Neo4j

pw6163 · ‎07-08-2021

I'm importing a CSV which includes vehicle details. Here in Australia some classes of vehicle do not need to have registration, and the CSV has a blank field for these. I'd like to generate an "artificial" rego for these rows with a pattern like "UNREG1", "UNREG2", and so on.

Whilst loading the CSV can I maintain a variable which I increment as necessary to produce these values? I've started with:

WITH 1 AS unreg
LOAD CSV WITH HEADERS FROM 'file:///file.csv' AS row
WITH unreg, row CASE trim(row.REGO) WHEN "" THEN "UNREG" + toString(unreg) ELSE row.REGO END AS NewRego
MERGE (v:Vehicle {Rego: NewRego})
WITH row CASE trim(row.REGO) WHEN "" THEN unreg+1 ELSE unreg END AS unreg
RETURN unreg;

It's not working unfortunately, but I'm not particularly experienced with Cypher (unreg is always 1 and there are a dozen rows with no supplied REGO value). I'm trying to avoid pre-processing the CSV before loading into neo4j, but if I have to then I will.

I'm using neo4j Desktop 4.3.1

Cobra · ‎07-08-2021

Hello @pw6163 and welcome to the Neo4j community

With LOAD CSV, you can use linenumber() as shown in the doc:

LOAD CSV WITH HEADERS FROM 'file:///file.csv' AS row
WITH row, CASE trim(row.REGO) WHEN "" THEN "UNREG" + toString(linenumber()) ELSE row.REGO END AS NewRego
MERGE (v:Vehicle {Rego: NewRego})
RETURN NewRego;

Regards,
Cobra

pw6163 · ‎07-08-2021

Many thanks @cobra. I saw mention of linenumber() but somehow hadn't put it in the right context.

That easy huh?

Cobra · ‎07-08-2021

Normally, it shoud work , let me know!

pw6163 · ‎07-09-2021

@Cobra: Unfortunately not, but it's likely to be the way I'm loading the data. When a CSV file has an empty cell, will it be presented in Cypher as NULL or an empty string? At the moment the CASE statement looks for both but it feels clumsy. The script is:

LOAD CSV WITH HEADERS FROM 'file:///file.csv' AS row
WITH row
(CASE trim(row.REGO)
WHEN "" THEN "UNREG" + toString(linenumber())
WHEN NULL THEN "UNREG" + toString(linenumber())
ELSE row.REGO END) AS NewRego
MERGE (v:Vehicle {Rego: toUpper(replace(NewRego, " ", ""))})
RETURN count(v);

Searching for the data returns nothing, so I'm obviously doing something wrong.

Cobra · ‎07-09-2021

I don't understand what you mean. Can you share the CSV file?

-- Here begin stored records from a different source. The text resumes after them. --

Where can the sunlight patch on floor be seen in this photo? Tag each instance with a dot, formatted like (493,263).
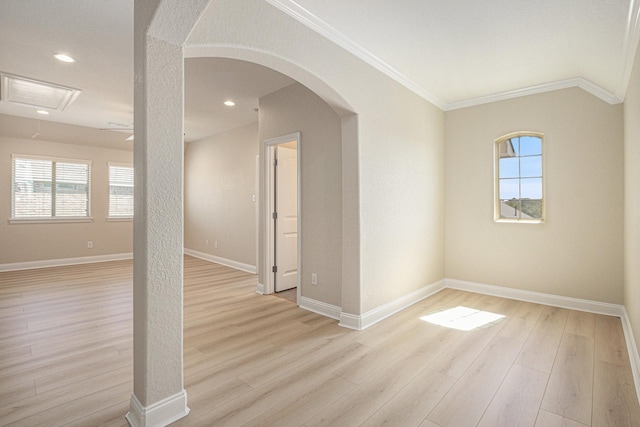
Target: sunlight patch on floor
(462,318)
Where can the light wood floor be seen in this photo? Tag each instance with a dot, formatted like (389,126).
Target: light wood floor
(66,352)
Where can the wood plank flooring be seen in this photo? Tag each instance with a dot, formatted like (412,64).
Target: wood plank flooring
(66,358)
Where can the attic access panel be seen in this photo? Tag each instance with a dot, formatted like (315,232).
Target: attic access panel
(36,94)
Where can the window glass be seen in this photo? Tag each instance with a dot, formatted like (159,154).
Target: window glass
(120,191)
(50,188)
(519,178)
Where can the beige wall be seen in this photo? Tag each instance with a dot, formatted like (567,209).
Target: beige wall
(395,236)
(632,199)
(220,182)
(577,252)
(297,109)
(40,242)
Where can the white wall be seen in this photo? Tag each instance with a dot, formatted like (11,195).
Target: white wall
(220,183)
(632,199)
(297,109)
(28,243)
(577,252)
(400,146)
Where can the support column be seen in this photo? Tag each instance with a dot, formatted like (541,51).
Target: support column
(158,396)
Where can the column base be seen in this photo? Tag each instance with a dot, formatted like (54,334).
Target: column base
(159,414)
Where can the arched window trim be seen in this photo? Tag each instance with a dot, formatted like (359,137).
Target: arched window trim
(519,216)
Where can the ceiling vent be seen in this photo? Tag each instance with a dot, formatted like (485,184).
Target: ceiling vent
(36,94)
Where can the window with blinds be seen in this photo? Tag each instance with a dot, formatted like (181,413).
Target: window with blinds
(120,191)
(48,188)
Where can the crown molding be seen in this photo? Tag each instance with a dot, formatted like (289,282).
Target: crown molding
(580,82)
(307,18)
(316,24)
(632,36)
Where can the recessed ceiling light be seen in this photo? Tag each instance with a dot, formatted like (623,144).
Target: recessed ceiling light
(63,57)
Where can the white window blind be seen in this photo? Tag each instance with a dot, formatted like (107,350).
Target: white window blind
(120,191)
(50,188)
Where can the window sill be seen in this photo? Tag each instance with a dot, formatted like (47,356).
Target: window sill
(120,219)
(49,220)
(519,221)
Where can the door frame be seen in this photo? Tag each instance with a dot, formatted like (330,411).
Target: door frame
(268,190)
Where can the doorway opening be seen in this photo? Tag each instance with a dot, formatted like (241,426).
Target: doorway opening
(282,215)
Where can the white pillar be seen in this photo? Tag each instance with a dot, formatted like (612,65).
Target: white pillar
(161,28)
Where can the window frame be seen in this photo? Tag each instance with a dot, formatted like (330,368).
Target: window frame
(496,179)
(118,217)
(50,218)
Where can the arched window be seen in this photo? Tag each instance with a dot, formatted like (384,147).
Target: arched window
(519,183)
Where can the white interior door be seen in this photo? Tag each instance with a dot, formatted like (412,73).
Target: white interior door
(286,223)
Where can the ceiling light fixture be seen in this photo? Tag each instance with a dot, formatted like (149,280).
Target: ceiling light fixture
(63,57)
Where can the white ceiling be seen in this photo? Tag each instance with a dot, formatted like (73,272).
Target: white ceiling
(454,53)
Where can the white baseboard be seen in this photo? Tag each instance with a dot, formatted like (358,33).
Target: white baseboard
(223,261)
(328,310)
(563,302)
(632,349)
(371,317)
(29,265)
(538,297)
(159,414)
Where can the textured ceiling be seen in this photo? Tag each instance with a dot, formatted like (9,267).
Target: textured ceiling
(454,53)
(460,52)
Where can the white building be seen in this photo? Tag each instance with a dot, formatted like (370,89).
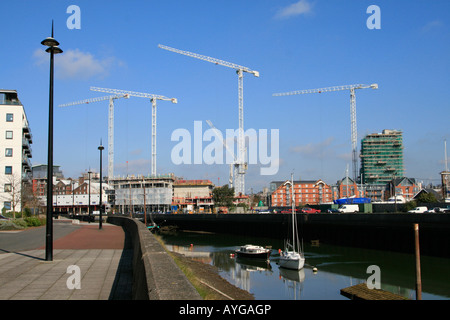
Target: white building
(15,150)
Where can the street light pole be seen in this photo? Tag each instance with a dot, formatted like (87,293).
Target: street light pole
(53,49)
(101,210)
(89,197)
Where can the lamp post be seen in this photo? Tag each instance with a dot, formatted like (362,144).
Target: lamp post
(89,197)
(53,49)
(101,210)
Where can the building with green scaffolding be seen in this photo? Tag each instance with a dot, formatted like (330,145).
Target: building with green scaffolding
(382,157)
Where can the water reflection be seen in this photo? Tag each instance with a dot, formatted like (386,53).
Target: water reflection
(338,268)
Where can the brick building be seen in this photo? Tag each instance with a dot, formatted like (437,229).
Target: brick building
(308,192)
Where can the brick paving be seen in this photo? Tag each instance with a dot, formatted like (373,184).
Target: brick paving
(102,256)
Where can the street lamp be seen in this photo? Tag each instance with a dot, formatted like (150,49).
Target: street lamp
(53,49)
(101,149)
(89,197)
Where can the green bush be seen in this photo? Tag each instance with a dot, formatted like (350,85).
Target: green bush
(12,225)
(33,222)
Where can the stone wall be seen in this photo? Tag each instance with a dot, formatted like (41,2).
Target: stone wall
(155,274)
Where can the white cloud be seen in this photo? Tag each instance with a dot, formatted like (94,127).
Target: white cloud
(295,9)
(319,150)
(76,64)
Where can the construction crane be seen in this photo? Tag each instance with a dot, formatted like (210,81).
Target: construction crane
(110,124)
(241,159)
(235,163)
(354,133)
(153,98)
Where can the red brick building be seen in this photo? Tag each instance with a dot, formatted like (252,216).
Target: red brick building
(309,192)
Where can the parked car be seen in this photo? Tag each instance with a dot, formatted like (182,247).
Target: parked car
(310,210)
(418,210)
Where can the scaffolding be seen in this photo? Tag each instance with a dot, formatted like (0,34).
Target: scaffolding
(382,157)
(143,194)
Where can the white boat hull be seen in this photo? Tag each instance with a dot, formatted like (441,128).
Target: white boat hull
(292,260)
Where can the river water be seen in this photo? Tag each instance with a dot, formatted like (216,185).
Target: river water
(338,267)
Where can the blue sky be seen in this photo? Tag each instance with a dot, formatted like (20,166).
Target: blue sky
(294,45)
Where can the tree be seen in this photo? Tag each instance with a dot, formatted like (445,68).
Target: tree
(223,196)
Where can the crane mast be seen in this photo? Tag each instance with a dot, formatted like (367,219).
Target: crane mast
(153,98)
(354,133)
(241,158)
(111,99)
(234,164)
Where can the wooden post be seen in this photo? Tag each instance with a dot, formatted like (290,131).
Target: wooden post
(418,276)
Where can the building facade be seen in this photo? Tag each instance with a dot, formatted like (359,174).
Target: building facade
(309,192)
(15,151)
(193,195)
(382,157)
(140,194)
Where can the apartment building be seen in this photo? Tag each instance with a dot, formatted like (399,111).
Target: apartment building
(308,192)
(382,157)
(139,193)
(193,195)
(15,151)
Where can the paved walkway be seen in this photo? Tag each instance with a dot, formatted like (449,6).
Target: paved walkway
(102,257)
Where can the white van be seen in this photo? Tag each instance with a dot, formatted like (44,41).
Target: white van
(349,208)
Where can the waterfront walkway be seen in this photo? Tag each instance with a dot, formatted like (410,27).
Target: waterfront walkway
(103,258)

dana_canzano · ‎07-09-2021

and linenumber() may work but if for example you run multiple LOAD CSVs then linenumber() will repeat, for example if the 1st LOAD CSV reads a file with 100 rows of data this is thus linenumber 1 though 100. If you run another LOAD CSV and this reads a file with 250 rows of data this is thus linenumbers 1 through 250. So you could have multiple nodes with the same UNREG##

pw6163 · ‎07-10-2021

Thanks. I've copied the suggestion from the Cypher guide and re-read the import file a number of times to get different clusters of nodes (i.e. once per label). The vehicle details are the only one where I need to artificially create missing data. In an RDBMS the vehicle rego would be the primary key, with neo4j it's the unique name used to create the relationships between a vehicle node and an incident, or policy.

pw6163 · ‎07-10-2021

@Cobra: Sure, here's a sample of the kind of data I'm using:

DATE_RECEIVED,REGO,VEHICLE_YEAR,VEHICLE_DESCRIPTION,CLIENT
12/03/2020,1eid123,2010,Landrover 90,Insurer 1
14/03/2020,,2009,Baler,Insurer 2
27/06/2020,abc987,2019,BMW 320i,Insurer 1
30/06/2020,,2020,Road bike,Insurer 3
30/06/2020,qgad34,2018,Iveco ambulance,Insurer 4

I've only shown a few rows and a few fields as an illustration. I haven't included the VIN (Vehicle Identification) for example because it's rarely provided and considerably less important.

Regards,
Paul

Cobra · ‎07-10-2021

Yeah @dana.canzano is rigth, that's why I guess the best option is to use the function apoc.create.uuid() in the APOC plugin.

If the cell is empty, the value will be considered null, so this query should work by using coalesce() function:

LOAD CSV WITH HEADERS FROM 'file:///file.csv' AS row
WITH coalesce(row.REGO, 'UNREG_'+apoc.create.uuid()) AS Rego
MERGE (v:Vehicle {Rego: Rego})
RETURN Rego;

Regards,
Cobra

pw6163 · ‎07-10-2021

@Cobra: I thought about using something like a UUID although I hadn't looked for that functionality in detail.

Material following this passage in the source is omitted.